Kirkus Reviews QR Code
AMERICAN FOOD: The Gastronomic Story from Colonial Days to the Present and a Personal Treasury of More than 400 Distinctive Regional, Traditional, and Contemporary Recipes by Evan Jones

AMERICAN FOOD: The Gastronomic Story from Colonial Days to the Present and a Personal Treasury of More than 400 Distinctive Regional, Traditional, and Contemporary Recipes

By

Pub Date: March 1st, 1975
Publisher: Dutton

Attractive on several counts. The first third contains much anecdotal and other lore about American food from the Pilgrims on, interspersed with recipes of varied historical interest.
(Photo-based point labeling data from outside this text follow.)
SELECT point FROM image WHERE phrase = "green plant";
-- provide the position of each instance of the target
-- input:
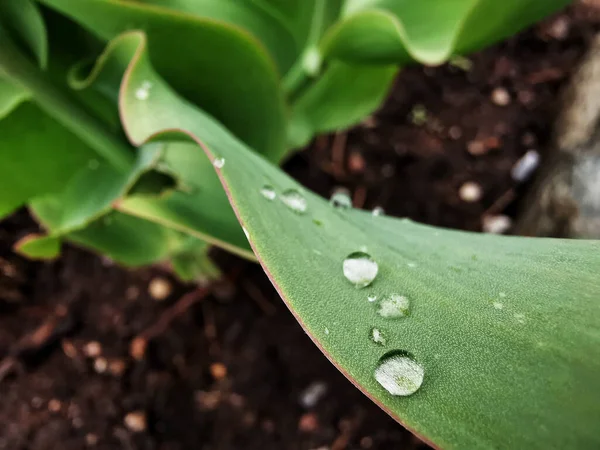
(500, 334)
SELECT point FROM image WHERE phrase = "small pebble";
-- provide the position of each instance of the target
(135, 421)
(477, 148)
(525, 166)
(92, 349)
(54, 405)
(308, 423)
(137, 348)
(100, 365)
(496, 224)
(310, 396)
(500, 96)
(470, 192)
(159, 288)
(218, 371)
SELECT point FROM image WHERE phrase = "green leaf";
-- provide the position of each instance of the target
(428, 31)
(224, 70)
(507, 329)
(341, 97)
(25, 23)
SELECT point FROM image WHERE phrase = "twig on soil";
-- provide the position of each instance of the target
(58, 324)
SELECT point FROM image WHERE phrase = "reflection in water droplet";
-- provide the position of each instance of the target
(341, 199)
(143, 92)
(377, 336)
(360, 269)
(394, 307)
(378, 211)
(268, 192)
(399, 374)
(294, 200)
Mr. Jones, an expert on American frontier life and a contributor to the Rivers of America series, provides a lot of information of the sort useful for settling bets (you can fred out here that precooked breakfast cereals were conceived in New York by a real J.H. Kellogg at 28th St. and 3rd Avenue) and some good meaty descriptions of different regional cuisines. The recipes are impressive too: they are remarkably free of synthetic substitutes and they cover a great range. There are a few flights of fancy -- like avocado ice cream -- that probably deserve rapid oblivion, but soundness is the rule. Worthy competition for Jean Hewitt's New York Times Heritage Cookbook, and certainly less daunting in form.